Das OLG Frankfurt gab der Klage nicht statt. R hat Ansprüche von B aus dem Kautionsversicherungsvertrag mit Y abgesichert. Demnach muss Y (als Hauptschuldner) aus werkvertraglichen Verpflichtungen vom jeweiligen Auftraggeber in Anspruch genommen werden. Die ARGE ist hingegen ein anderer Hauptschuldner. Die Person des Hauptschuldners ist wirtschaftlich von entscheidender Bedeutung. Daher kann nicht unterstellt werden, dass sich die Bürgschaftsverpflichtung auch auf eine andere Person erstrecken soll (BGH, BauR 1993, 608). Das Bürgschaftsrisiko bestimmt sich maßgeblich nach der Person des Hauptschuldners. Auch liegt kein Fall eines unbeachtlichen Inhaberwechsels, einer Firmenänderung oder einer Rechtsformänderung (letztlich Fälle der Gesamtrechtsnachfolge) vor, sondern vielmehr ist mit der ARGE unter bloßer Beteiligung von Y eine neue Rechtsperson entstanden. Nichts anderes folgt daraus, dass Y für die Verbindlichkeiten der rechtlich eine BGB-Gesellschaft darstellenden ARGE gemäß den §§ 714 BGB, 128 HGB akzessorisch haftet. Diese Haftung ist keine durch die Bürgschaft abgesicherte Verpflichtung aus dem Bauvertrag mit S zur Erbringung der Bauleistung, sondern lediglich eine gesellschaftsrechtlich begründete Verpflichtung. Y ist auch nicht unmittelbar zur Erfüllung von Mängelansprüchen verpflichtet, da S diese nur gegen die ARGE als ihrer Vertragspartnerin zustehen.
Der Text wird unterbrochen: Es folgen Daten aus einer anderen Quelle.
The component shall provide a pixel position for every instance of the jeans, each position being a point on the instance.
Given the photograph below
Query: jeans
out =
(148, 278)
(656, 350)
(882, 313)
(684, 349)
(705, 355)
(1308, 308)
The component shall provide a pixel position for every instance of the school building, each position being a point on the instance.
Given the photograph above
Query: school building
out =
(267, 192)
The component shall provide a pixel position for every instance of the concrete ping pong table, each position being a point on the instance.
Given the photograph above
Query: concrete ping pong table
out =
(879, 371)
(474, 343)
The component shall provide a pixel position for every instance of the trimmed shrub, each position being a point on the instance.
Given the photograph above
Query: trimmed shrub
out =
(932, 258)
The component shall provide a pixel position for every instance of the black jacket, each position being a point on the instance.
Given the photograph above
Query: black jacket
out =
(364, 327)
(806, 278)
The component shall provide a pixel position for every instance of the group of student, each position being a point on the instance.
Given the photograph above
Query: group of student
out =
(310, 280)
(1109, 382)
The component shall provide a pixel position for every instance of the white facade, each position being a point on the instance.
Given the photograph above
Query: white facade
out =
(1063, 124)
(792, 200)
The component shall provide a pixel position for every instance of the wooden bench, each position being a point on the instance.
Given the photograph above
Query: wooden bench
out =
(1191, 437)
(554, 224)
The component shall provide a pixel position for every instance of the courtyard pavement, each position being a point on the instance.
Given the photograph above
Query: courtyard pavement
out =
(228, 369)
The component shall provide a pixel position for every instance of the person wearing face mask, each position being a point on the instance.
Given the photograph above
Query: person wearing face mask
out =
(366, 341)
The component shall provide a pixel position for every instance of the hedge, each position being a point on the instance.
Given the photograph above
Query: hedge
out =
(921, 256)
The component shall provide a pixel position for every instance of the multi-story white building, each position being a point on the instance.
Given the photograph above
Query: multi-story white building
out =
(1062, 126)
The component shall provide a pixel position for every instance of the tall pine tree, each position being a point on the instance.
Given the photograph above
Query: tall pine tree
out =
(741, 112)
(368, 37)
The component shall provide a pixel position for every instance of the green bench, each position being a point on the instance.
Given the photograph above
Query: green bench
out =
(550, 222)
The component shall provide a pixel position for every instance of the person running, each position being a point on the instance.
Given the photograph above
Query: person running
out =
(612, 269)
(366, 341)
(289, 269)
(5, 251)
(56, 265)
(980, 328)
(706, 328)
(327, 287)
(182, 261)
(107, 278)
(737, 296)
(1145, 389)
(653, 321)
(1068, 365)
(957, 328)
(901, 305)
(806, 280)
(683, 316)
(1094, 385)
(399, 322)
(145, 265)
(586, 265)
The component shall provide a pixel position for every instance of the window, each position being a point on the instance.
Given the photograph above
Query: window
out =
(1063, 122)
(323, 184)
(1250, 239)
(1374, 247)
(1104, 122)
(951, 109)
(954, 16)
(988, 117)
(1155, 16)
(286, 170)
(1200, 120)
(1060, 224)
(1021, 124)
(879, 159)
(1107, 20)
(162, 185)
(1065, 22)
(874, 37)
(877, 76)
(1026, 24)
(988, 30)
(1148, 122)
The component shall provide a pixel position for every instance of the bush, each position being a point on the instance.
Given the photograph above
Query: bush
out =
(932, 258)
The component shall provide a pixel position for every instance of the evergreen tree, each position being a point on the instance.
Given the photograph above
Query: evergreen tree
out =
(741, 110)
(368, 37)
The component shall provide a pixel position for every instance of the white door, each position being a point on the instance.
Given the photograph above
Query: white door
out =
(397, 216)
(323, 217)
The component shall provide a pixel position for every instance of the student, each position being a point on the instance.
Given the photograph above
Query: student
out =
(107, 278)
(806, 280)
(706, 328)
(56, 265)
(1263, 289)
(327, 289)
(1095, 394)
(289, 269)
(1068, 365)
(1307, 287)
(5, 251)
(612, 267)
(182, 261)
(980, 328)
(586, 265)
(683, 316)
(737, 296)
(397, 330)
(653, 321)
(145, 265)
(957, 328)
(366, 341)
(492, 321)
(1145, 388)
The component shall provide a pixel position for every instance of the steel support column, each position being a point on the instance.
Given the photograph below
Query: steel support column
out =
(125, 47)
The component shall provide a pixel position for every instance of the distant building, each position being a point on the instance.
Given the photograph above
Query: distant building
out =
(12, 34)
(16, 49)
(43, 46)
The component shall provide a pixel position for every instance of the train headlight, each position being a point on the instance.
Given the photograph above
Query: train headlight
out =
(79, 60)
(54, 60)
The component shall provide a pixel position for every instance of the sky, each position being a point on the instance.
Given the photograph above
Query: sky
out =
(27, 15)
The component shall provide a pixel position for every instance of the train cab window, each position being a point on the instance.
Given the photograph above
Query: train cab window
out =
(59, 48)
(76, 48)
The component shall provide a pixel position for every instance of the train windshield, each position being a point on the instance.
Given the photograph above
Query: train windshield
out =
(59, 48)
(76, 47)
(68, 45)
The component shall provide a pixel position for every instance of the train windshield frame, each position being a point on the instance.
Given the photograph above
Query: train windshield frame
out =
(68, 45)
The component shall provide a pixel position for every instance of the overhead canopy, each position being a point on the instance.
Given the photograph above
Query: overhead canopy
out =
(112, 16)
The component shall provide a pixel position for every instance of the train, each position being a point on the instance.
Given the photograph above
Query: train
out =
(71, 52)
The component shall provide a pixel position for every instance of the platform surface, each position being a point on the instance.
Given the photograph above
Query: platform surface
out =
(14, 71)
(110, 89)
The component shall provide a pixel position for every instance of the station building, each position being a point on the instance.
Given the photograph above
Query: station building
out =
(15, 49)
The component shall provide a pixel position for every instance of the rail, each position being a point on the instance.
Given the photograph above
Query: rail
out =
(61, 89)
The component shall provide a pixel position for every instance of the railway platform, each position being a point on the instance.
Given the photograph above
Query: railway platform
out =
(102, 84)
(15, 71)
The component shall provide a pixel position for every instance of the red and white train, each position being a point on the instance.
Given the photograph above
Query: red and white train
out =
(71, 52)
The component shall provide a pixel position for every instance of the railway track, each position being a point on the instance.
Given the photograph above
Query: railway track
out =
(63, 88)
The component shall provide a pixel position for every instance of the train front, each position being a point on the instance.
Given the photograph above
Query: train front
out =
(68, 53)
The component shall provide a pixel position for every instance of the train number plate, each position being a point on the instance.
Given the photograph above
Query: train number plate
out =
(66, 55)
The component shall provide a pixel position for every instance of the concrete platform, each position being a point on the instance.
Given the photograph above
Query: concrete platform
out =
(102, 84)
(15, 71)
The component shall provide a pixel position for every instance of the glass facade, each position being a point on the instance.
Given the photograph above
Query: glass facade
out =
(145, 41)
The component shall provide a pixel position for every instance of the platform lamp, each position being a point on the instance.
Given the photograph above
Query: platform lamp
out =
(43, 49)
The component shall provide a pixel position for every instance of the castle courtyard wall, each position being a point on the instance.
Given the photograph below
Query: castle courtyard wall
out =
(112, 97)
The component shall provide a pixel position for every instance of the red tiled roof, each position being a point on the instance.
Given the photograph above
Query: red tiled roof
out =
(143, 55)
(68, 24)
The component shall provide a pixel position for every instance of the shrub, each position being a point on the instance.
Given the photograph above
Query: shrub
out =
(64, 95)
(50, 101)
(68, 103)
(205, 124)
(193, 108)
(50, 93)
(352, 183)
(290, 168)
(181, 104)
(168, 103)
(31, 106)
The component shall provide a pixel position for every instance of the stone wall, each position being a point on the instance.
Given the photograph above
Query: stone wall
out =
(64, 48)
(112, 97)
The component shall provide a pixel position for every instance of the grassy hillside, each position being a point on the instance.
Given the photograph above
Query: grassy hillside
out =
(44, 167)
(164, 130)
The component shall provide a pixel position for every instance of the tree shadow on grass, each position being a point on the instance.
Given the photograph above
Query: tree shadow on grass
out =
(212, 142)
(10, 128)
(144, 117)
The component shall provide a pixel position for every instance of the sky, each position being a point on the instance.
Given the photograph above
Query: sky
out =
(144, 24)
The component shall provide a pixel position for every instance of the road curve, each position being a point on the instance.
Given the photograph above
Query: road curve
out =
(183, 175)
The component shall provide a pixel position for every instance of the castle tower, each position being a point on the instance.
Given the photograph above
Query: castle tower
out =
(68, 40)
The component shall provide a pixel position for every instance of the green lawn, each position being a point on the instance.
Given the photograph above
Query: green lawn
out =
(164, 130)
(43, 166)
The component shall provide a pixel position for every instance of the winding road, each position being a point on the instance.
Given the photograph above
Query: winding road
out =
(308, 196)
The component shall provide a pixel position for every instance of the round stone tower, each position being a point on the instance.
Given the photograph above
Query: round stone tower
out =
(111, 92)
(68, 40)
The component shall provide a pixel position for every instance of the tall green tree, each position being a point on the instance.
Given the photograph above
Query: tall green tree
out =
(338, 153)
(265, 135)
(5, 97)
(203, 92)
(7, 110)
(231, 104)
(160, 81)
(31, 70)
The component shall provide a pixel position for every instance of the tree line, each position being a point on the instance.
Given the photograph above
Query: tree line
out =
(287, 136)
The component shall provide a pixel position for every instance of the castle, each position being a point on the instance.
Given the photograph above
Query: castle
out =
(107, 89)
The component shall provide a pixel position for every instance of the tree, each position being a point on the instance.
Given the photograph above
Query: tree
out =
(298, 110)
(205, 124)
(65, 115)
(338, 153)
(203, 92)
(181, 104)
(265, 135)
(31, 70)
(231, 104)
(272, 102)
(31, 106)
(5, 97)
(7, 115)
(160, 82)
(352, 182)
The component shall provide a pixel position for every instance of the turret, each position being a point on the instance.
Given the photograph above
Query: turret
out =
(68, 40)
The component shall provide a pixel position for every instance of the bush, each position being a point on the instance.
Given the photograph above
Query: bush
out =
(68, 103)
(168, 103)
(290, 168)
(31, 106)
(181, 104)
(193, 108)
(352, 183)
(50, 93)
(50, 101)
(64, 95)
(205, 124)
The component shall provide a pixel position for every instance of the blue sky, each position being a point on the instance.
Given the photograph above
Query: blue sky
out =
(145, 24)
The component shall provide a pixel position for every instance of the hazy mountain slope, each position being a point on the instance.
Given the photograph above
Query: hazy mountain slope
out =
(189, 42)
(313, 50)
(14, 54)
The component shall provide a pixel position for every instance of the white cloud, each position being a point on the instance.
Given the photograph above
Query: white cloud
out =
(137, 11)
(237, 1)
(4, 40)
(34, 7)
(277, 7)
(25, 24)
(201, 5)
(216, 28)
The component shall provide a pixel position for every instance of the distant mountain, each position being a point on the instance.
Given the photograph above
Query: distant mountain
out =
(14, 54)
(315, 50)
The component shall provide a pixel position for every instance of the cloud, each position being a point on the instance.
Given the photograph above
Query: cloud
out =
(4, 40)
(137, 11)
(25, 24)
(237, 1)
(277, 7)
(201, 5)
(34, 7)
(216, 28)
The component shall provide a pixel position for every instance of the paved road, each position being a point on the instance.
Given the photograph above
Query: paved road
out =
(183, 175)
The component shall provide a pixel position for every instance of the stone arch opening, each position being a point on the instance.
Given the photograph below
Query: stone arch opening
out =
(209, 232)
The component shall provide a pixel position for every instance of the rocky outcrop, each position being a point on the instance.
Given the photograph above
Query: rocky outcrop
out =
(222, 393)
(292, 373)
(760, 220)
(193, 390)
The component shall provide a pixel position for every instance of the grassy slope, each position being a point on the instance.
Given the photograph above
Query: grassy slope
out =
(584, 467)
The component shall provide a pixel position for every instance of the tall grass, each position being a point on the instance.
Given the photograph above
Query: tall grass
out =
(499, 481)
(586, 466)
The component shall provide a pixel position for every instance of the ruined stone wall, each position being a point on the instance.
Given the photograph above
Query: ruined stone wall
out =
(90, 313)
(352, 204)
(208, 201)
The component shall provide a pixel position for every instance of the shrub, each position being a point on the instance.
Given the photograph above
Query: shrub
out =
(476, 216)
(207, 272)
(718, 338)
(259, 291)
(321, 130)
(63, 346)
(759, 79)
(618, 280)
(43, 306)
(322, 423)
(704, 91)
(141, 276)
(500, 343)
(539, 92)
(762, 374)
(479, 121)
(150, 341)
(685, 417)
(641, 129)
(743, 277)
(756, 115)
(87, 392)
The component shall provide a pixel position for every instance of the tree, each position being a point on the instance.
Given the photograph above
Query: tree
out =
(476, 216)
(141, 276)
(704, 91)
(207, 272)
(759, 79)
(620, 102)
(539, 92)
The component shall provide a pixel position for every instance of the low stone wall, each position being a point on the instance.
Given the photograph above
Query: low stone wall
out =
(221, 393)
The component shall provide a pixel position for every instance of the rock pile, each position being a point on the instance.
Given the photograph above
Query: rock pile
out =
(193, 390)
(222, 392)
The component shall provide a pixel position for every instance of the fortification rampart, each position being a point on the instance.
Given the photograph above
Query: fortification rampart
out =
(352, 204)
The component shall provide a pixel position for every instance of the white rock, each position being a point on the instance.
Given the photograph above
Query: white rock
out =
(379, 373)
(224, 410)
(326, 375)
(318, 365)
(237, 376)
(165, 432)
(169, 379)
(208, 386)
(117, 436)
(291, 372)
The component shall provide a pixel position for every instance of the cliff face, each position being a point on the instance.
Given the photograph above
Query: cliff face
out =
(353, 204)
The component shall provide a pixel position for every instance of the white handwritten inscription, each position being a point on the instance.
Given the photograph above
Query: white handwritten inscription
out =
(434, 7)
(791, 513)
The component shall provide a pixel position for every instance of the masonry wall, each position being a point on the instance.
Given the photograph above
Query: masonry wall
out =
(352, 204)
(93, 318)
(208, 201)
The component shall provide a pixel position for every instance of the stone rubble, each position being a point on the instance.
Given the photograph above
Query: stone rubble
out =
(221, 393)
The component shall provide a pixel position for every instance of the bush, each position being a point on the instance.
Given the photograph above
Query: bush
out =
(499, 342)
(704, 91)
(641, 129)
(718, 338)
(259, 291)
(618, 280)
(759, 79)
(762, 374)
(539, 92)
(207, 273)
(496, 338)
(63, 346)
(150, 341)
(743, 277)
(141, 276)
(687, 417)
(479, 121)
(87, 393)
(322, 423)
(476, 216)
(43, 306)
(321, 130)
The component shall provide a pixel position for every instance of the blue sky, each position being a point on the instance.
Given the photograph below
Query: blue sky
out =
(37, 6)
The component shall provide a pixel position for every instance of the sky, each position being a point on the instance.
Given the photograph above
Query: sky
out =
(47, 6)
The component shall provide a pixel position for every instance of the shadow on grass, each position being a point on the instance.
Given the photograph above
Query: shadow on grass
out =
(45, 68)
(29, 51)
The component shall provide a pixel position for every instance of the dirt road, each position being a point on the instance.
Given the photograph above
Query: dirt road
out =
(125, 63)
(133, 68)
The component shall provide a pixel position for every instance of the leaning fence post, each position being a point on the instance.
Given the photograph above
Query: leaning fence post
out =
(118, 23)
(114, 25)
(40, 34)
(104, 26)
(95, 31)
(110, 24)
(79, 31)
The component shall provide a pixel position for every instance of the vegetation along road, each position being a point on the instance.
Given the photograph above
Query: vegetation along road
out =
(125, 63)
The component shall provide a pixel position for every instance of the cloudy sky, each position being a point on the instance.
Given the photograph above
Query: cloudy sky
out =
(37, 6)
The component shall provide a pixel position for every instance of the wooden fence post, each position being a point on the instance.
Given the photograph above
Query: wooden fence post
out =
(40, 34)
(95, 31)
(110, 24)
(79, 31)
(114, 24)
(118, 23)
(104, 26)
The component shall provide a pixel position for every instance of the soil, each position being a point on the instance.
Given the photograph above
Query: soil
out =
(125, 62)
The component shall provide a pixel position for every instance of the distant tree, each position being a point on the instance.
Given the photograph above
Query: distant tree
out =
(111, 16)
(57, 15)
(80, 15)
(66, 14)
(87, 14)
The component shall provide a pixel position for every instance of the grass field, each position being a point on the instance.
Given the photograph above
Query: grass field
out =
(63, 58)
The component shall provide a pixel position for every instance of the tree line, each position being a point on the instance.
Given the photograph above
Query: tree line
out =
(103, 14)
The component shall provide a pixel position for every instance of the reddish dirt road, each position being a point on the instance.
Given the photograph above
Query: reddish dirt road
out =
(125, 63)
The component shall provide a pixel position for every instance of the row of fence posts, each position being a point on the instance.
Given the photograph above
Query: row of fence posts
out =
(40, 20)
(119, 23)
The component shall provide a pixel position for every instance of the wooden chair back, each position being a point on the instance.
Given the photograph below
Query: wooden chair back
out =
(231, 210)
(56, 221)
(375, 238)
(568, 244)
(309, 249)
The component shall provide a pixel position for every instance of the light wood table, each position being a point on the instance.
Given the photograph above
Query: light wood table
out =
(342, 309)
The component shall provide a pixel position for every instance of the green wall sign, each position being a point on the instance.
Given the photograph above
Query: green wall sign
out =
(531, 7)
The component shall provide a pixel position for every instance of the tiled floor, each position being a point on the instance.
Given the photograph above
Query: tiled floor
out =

Die zutreffende Entscheidung beleuchtet ein wichtiges Problem: Da die ARGE ein Vertragspartner mit eigener Rechtsperson ist, muss sie im Verhältnis zum jeweiligen Auftraggeber Sicherheiten stellen und in diesen Sicherheiten als Hauptschuldner bezeichnet sein. Dem steht das Bedürfnis der ARGE-Partner entgegen, im Rahmen ihrer Leistungsanteile möglichst selbständig zu agieren und auch Bürgschaften im eigenen Namen auf eigener Avalkreditlinie zu stellen. Da jedoch auf die jeweiligen ARGE-Partner lautende Bürgschaften für den Auftraggeber nicht brauchbar sind, darf und muss er sie zurückweisen. Daher kommt allenfalls in Betracht, dass im Innenverhältnis die ARGE-Partner über ihre jeweiligen Bürgen sich gegenseitig interne Absicherungen stellen und nach außen durch einen gemeinsam ausgewählten Bürgen die gegenüber dem Auftraggeber geschuldeten, auf die ARGE als Hauptschuldner ausgestellten Bürgschaften beibringen.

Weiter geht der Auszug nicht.